金利低下局面で選ぶべき債券は?

債券の情報には「利率」と「利回り」があります。利率とは、債券の額面に対して毎年得られる利子の割合のこと、利回りとは、購入金額に対する収益の割合のことです。投資するにあたっては「利回り」が重要指標です。自分がいくらで購入するかによって、利回りも変わります。

米国は現在、金利低下局面を迎えています。2025年12月に0.25%の利下げを決定し、政策金利は3.5〜3.75%となっています。金利低下局面では、発行される債券の利率が低下していきます。ですから、なるべく償還期限が長く、利回りの高い債券を選びます。市場金利が低下していっても、保有債券からは高い金利(利率)で利息を受け取ることができます。

たとえば、図表5のような(1)〜(3)の利付債があったとしたら、おすすめは(1)です。

【図表5】金利低下局面の投資戦略
出典=頼藤太希、高山一恵『マンガと図解でよくわかる 最高の米国債投資術』(ソシム)

ここに挙げた3つの債券のなかでは一番残存期間が長く、利回りが高くなっています。

また利率も高いですし、単価も100を切っています。

金利低下局面では、利回りが高く、残存期間が長いものを選ぶ、近辺の債券と比べ価格が割高になっていないものを選ぶことで、その後市場金利が下がったとしても、高い金利を受け取り続けることができます。

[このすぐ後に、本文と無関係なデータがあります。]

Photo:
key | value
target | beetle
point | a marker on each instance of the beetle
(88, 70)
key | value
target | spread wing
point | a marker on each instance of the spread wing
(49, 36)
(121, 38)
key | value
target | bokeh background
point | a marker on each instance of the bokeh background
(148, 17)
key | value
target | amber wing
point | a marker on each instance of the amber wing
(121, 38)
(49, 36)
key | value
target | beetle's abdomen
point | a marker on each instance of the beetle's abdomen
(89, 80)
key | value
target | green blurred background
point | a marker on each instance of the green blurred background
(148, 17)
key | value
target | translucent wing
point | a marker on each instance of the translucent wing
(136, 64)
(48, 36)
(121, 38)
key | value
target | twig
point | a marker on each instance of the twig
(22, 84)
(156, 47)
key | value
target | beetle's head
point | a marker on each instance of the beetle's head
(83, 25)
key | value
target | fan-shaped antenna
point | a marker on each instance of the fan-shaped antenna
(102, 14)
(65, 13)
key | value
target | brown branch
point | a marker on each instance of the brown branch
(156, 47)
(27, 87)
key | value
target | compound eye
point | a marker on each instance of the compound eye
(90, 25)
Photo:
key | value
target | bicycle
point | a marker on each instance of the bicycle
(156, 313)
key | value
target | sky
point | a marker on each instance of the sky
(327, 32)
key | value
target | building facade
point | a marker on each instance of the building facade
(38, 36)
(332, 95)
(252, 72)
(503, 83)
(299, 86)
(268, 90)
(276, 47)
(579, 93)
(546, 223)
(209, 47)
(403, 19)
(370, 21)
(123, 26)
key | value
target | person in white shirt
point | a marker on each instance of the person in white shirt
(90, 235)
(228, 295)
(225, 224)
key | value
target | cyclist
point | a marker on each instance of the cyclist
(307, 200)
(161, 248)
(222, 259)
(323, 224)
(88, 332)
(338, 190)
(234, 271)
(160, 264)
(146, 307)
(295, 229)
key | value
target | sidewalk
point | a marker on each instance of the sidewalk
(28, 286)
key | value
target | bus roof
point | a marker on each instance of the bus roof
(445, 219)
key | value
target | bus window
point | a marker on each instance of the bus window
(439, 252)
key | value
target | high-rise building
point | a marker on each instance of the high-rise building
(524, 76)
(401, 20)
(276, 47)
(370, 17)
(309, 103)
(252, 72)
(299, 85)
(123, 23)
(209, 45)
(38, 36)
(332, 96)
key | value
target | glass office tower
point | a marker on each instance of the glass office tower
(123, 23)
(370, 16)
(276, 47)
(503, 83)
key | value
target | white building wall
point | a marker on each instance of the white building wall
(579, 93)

債券購入後はそのまま満期まで保有を続けるのが基本戦略ですが、必ずしも満期まで保有を続ける必要はありません。市場金利の低下は、債券価格の上昇を意味します。残存期間が長く、利率が高いものほど大きく値上がりするので、売却益を狙うこともできるでしょう。

値上がり益を狙った米国債投資がしたいならば、「利付債」よりも「ストリップス債」がベターです。

なお、米国債の購入価格には注意しましょう。償還時に100になるため、高すぎるものを買うと償還時に損をします。価格とのバランスも見ての投資が鉄則です。